We’ll open the IDE, and after logging in we’ll see a screen like
this:
o The top panel, blank, will contain text files within which
we can write our code.
o The bottom panel, a terminal window, will allow us to
type in various commands and run them, including
programs from our code above.
Our IDE runs in the cloud and comes with a standard set of tools,
but know that there are many desktop-based IDEs as well,
offering more customization and control for different
programming purposes, at the cost of greater setup time and
effort.
In the IDE, we’ll go to File > New File, and then File > Save to
save our file as hello.c, indicating that our file will be code written
in C. We’ll see that the name of our tab has indeed changed
to hello.c, and now we’ll paste our code from above:
#include <stdio.h>
int main(void)
{
printf("hello, world");
}
To run our program, we’ll use a CLI, or command-line interface,
a prompt at which we need to enter text commands. This is in
contrast to a graphical user interface, or GUI, like Scratch,
where we have images, icons, and buttons in addition to text.
Compiling
In the terminal in the bottom pane of our IDE, we’ll compile our
code before we can run it. Computers only understand binary,
which is also used to represent instructions like printing
something to the screen. Our source code has been written in
characters we can read, but it needs to be compiled: converted
to machine code, patterns of zeros and ones that our computer
can directly understand.
A program called a compiler will take source code as input and
produce machine code as output. In the CS50 IDE, we have access
to a compiler already, through a command called make. In our
terminal, we’ll type in make hello, which will automatically find
our hello.c file with our source code, and compile it into a
program called hello. There will be some output, but no error
messages in yellow or red, so our program compiled successfully.

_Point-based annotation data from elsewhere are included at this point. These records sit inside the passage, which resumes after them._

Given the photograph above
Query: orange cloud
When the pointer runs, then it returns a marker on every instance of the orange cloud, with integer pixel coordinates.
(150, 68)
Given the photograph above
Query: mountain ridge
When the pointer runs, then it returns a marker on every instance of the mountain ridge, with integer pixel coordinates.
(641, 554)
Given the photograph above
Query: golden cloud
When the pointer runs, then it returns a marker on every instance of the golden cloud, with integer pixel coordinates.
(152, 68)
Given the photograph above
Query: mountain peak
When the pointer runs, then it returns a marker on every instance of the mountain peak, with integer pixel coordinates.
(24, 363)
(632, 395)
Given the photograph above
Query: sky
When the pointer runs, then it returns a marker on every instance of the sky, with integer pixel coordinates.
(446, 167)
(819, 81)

To run our program, we’ll type in another command, ./hello,
which looks in the current folder, ., for a program called hello,
and runs it.
The $ in the terminal is an indicator of where the prompt is, or
where we can type in more commands.
Functions and arguments
We’ll use the same ideas we’ve explored in Scratch.

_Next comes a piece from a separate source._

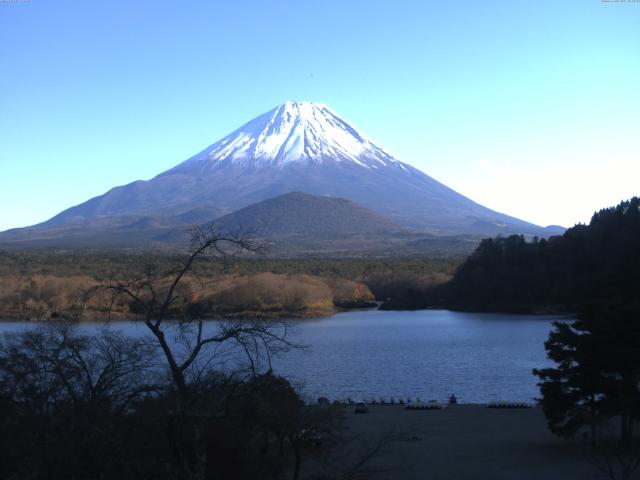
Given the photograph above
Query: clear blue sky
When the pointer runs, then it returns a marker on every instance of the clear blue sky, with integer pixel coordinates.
(530, 107)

Functions are small actions or verbs that we can use in our
program to do something, and the inputs to functions are
called arguments.
o For example, the “say” block in Scratch might have
taken something like “hello, world” as an argument. In
C, the function to print something to the screen is
called printf (with the f standing for “formatted” text,
which we’ll soon see). And in C, we pass in arguments
within parentheses, as in printf("hello, world");. The
double quotes indicate that we want to print out the
letters hello, world literally, and the semicolon at the
end indicates the end of our line of code.
Functions can also have two kinds of outputs:
o side effects, such as something printed to the screen,
o and return values, a value that is passed back to our
program that we can use or store for later.

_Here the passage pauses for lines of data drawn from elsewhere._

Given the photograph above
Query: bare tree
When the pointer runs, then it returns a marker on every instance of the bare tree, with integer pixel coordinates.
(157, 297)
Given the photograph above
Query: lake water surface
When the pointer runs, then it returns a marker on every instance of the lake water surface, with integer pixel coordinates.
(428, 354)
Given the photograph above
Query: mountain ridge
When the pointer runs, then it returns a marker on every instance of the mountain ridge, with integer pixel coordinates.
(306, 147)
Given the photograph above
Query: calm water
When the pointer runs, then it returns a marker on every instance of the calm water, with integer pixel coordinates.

The “ask” block in Scratch, for example,
created an “answer” block.
To get the same functionality as the “ask” block, we’ll use
a library, or a set of code already written. The CS50 Library will
include some basic, simple functions that we can use right away.
For example, get_string will ask the user for a string, or some
sequence of text, and return it to our program. get_string takes in
some input as the prompt for the user, such as What's your name?,
and we’ll have to save it in a variable with:
string answer = get_string("What's your name? ");
o In C, the single = indicates assignment, or setting the
value on the right to the variable on the left. And C will
call the get_string function in order to get its output
first.
o And we also need to indicate that our variable
named answer has a type of string, so our program
knows to interpret the zeros and ones as text.
o Finally, we need to remember to add a semicolon to
end our line of code.
In Scratch, we also used the “answer” block within our “join” and
“say” blocks. In C, we’ll do this:
printf("hello, %s", answer);
o The %s is called a format code, which just means that
we want the printf function to substitute a variable
where the %s placeholder is. And the variable we want
to use is answer, which we give to printf as another
argument, separated from the first one with a comma.
(printf("hello, answer") would literally print out hello,
answer every time.)
Back in the CS50 IDE, we’ll add what we’ve discovered:
#include <cs50.h>
#include <stdio.h>
int main(void)
{
string answer = get_string("What's your name? ");
printf("hello, %s", answer);
}
o We need to tell the compiler to include the CS50
Library, with #include <cs50.h>, so we can use
the get_string function.
o We also have an opportunity to use better style here,
since we could name our answer variable anything, but
a more descriptive name will help us understand its
purpose better than a shorter name like a or x.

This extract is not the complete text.